La représentante de l’AIEC (Association indépendante des enseignants du Cambodge) de Battambang affirme que la prime d’ancienneté des enseignants (0,50 euro !) leur a été supprimée, empochée par les fonctionnaires comme « frais administratifs Neuf instituteurs de Kompong Cham se plaignent de n’avoir pas touché leur salaire depuis octobre, suite à leur refus d’être mutés dans des villages éloignés.

On pré-achète les diplômes du baccalauréat entre 200 et 700 dollars selon les réseaux du ministère de l’Education nationale. Selon Rong Chum, président de l’AIEC et les sources personnelles d’ECI, les enseignants réclament entre 20 et 50 dollars aux élèves de terminales pour leur accorder des bons points, ou pour obtenir des bons points pour des cours non suivis, la réussite au baccalauréat dépendant pour un cinquième des résultats obtenus durant l’année. C’est une pratique devenue désormais « normale Les étudiants de Phnom Penh et de quelques lycées de province ont pu acheter les questionnaires à choix multiples avant la date des examens.

Le 29 juin est inauguré un nouveau bâtiment à l’Université de Droit et de Sciences économiques. Construit par la France, il permettra notamment aux étudiants khmers de profiter d’échanges avec les étudiants vietnamiens et laotiens. Ce bâtiment et ses équipements informatiques ont coûté trois millions d’euros.

Sport

Deux nageuses et deux coureurs se préparent pour les Jeux olympiques d’Athènes.

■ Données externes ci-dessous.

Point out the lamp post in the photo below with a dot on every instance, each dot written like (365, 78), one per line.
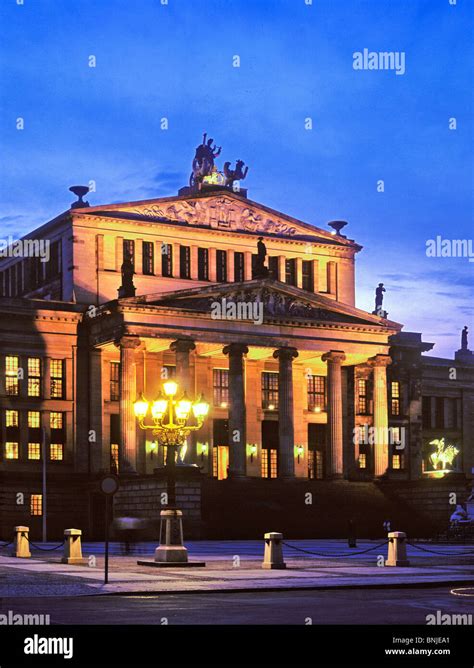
(171, 427)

Cambo Six est l’unique structure officiellement accréditée pour recevoir les paris à l’occasion de l’Euro 2004. Cependant, les autres bookmakers, interdits, sont tolérés. Les parieurs thaïlandais, pourchas-sés chez eux par la police, se ruent à la frontière cambodgienne : le 12 juin, 5 619 se sont présentés aux différents postes frontière, contre un millier habituellement. On estime que les Thaïlandais vont parier aux environs de 650 millions d’euros.

DIVERS

Religion

Le 7 mai, la fête du Sillon sacré, qui inaugure le début de la saison des labours, a été présidée par le prince Sissowath Chivanmonirat, vice-président du Sénat, en présence de Chéa Sim, chef de l’Etat par intérim. C’est la dernière fois que cette fête se tient à Phnom Penh. A l’avenir, elle se tiendra en province.

Durant la semaine du 2 au 9 mai, 150 moines bouddhistes originaires de Thaïlande, de Birmanie et du Laos, en visite dans les provinces de Kompong Speu et de Kompong Thom ont planté 30 000 arbres.

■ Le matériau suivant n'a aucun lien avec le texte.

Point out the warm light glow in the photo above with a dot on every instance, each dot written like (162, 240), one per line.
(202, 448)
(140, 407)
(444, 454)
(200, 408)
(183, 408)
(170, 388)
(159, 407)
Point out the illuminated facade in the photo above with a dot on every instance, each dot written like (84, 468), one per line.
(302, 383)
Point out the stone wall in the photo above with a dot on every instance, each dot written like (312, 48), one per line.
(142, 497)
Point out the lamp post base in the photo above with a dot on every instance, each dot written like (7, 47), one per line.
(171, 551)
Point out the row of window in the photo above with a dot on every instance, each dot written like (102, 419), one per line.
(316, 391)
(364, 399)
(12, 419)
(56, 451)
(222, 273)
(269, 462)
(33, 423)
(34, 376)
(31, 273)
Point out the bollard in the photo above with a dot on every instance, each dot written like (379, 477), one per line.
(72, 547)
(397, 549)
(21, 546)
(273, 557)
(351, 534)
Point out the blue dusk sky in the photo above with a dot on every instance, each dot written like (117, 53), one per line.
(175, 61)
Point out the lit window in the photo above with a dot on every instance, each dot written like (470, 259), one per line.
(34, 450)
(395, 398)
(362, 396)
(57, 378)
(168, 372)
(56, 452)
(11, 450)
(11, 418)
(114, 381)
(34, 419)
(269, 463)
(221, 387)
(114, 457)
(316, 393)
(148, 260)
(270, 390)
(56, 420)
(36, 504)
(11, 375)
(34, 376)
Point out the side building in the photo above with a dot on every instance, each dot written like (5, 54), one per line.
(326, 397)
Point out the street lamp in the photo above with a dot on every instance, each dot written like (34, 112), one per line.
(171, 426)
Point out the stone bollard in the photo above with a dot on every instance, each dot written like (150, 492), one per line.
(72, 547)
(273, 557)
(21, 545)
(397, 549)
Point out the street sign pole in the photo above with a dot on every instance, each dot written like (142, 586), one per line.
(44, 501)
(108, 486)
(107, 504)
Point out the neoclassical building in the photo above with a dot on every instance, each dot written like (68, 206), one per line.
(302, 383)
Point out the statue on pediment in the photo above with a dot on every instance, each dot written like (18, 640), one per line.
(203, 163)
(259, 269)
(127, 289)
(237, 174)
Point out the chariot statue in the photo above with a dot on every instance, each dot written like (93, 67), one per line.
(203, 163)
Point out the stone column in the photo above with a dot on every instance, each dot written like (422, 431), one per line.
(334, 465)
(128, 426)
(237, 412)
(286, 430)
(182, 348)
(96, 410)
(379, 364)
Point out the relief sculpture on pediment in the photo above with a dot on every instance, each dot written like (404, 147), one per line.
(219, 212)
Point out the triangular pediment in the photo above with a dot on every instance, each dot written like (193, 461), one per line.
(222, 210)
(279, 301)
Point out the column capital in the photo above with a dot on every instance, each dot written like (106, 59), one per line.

Le temple de la pagode de Tani, dans la province de Kampot, qui abritait des fresques datant des années 1940, rares au Cambodge, a été rasé. Un édifice en béton armé sera édifié à sa place.

Distinction

Le 10 mai, à Pékin, le 20e prix Albert Londres de l’audiovisuel est décerné à Rithy Panh pour son film « S 21, la machine de mort Khmer rouge Ce film a déjà été lauréat du prix François Chalais au festival de Cannes 2003, et récemment du prix Vaclav Havel.

Le 26 mai, le peintre Vann Nath, rescapé de la prison S 21 et acteur dans le film de Rithy Panh, reçoit les insignes de chevalier des Arts et des Lettres des mains de l’ambassadeur de France à Pnom Penh.

A la fin mai, le Ballet royal en tournée au Maroc a obtenu un vif succès, devant un public réputé difficile.

Patrimoine

Le squelette d’un être humain datant de plus de deux mille ans est découvert dans le Baray occidental. Il appartenait sans doute à une nécropole, qui atteste l’implantation d’hommes sur le site d’Angkor avant notre ère. Sur le même site, en 1930, Georges Trouvé avait découvert une stèle portant des inscriptions datant de 713.

Phnom Penh

Début 2007, la Canadia Bank va construire une tour de 24 étages, culminant à 112 m., près de la gare de Phnom Penh. Hun Sen s’est déclaré favorable à une telle construction. Le PSR réagit, et rappelle qu’aucune construction de grande hauteur n’est autorisée dans un rayon de trois kilomètres autour du Phnom.

France

A Tournefeuille, dans la banlieue de Toulouse, quatre enfants cambodgiens, dont trois frères, meurent étouffés dans l’incendie de leur maison.